Nel sarcofago a destra riposa la beata Maria Cristina di Savoia.

La nascita della Real Cappella dei Borbone avviene nel 1742 su volontà di Carlo III di Borbone, il quale la intese solo provvisoriamente, in attesa che venisse costruita in un altro luogo la definitiva struttura che avrebbe ospitato i reali con le famiglie. Col tempo e con l’aggiunta man mano di altri componenti della Casa Reale di Borbone nella Cappella, l’ambiente divenne definitivamente stabile nell’ospitare i reali.
Cessata la dominazione spagnola, Napoli ritornò ad essere capitale di un regno autonomo e i sovrani borbonici vollero non senza significato – riprendere la consuetudine delle sepolture in Santa Chiara. Probabilmente il saggio e virtuoso Re Roberto d’Angiò dovette costituire per più versi, agli occhi di Carlo III di Borbone, un modello di sovrano illuminato, sagace amministratore dello Stato ed intelligente protettore di artisti. Così Santa Chiara ritornava a custodire le spoglie dei membri della casa regnante nella Cappella dedicata a San Tommaso Apostolo.

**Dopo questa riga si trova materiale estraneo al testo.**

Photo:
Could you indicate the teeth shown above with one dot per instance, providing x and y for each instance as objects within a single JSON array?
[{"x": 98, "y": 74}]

Dopo che Carlo di Borbone divenne Re di Spagna e Imperatore delle Indie, i Re di Napoli suoi successori concepirono l’ambizioso disegno di costruire, nella basilica angioina, una cappella funeraria destinata ad accogliere i resti dei Sovrani e dei Principi della Dinastia delle Due Sicilie. In attesa di realizzare tale proponimento, cui però né Ferdinando IV di Napoli (poi I delle Due Sicilie) né Francesco I diedero corso con alcun progetto, i resti dei sovrani e dei principi furono depositati in due ambienti adiacenti al coro dei frati francescani, deposito che diventò la cappella funeraria, malgrado che all’uopo venissero redatti tre progetti a iniziativa dei sovrani Ferdinando II e Francesco II.

Da tempo si sentiva l’esigenza di conoscere la secolare e complicata vicenda della sistemazione delle sepolture borboniche: questo scopo è stato raggiunto nel 2010 con Il Pantheon dei Borboni in Santa Chiara di Napoli, grazie alle pazienti e sapienti ricerche svolte dal Padre francescano Gaudenzio dell’Aja, autore, fra l’altro, del saggio sul restauro della basilica di Santa Chiara, pubblicato nel 1980. Egli, oltre a far conoscere le rinnovate premure svolte per vari decenni dai discendenti della Casa Reale delle Due Sicilie, per dare sepoltura ai loro antenati, chiarisce definitivamente errori ed equivoci, come lo scambio di nome fra due dei figliuoli di Ferdinando IV, o l’invenzione di una principessa per nome Germana, mai esistita, o lo smarrimento dell’identità del principe “senza nome” o infine l’errata sepoltura in Santa Chiara di Anna Maria di Sassonia, Granduchessa Ereditaria di Toscana e rende nota, in una più accurata redazione, la genealogia dei Sovrani e dei Principi della Casa Reale delle Due Sicilie, da Carlo di Borbone a Francesco II. L’opera di Padre Gaudenzio dell’Aja costituisce pertanto un ulteriore contributo per la conoscenza del patrimonio storico e di quello artistico napoletano, offerta con la competenza e l’entusiasmo che animano ormai da tempo l’attività dell’autore, che partecipò in prima persona al ripristino e al restauro della Basilica di Santa Chiara e alla soluzione concreta del problema delle sepolture borboniche. Di grande interesse è il capitolo dedicato, in questo libro, all’esame dei progetti elaborati dagli architetti Gaetano Genovese, Francesco Gavaudan e Antonio Niccolini a metà del secolo scorso, per la Real Cappella Funebre, con la pubblicazione di disegni originali, ancora inediti.

Con la sepoltura delle salme dell’ultimo Re delle Due Sicilie Francesco II, della sua consorte la Regina Maria Sofia e della loro figliuola Maria Cristina Pia, tumulate in Santa Chiara il 10 aprile 1984, si era finalmente conclusa una secolare vicenda.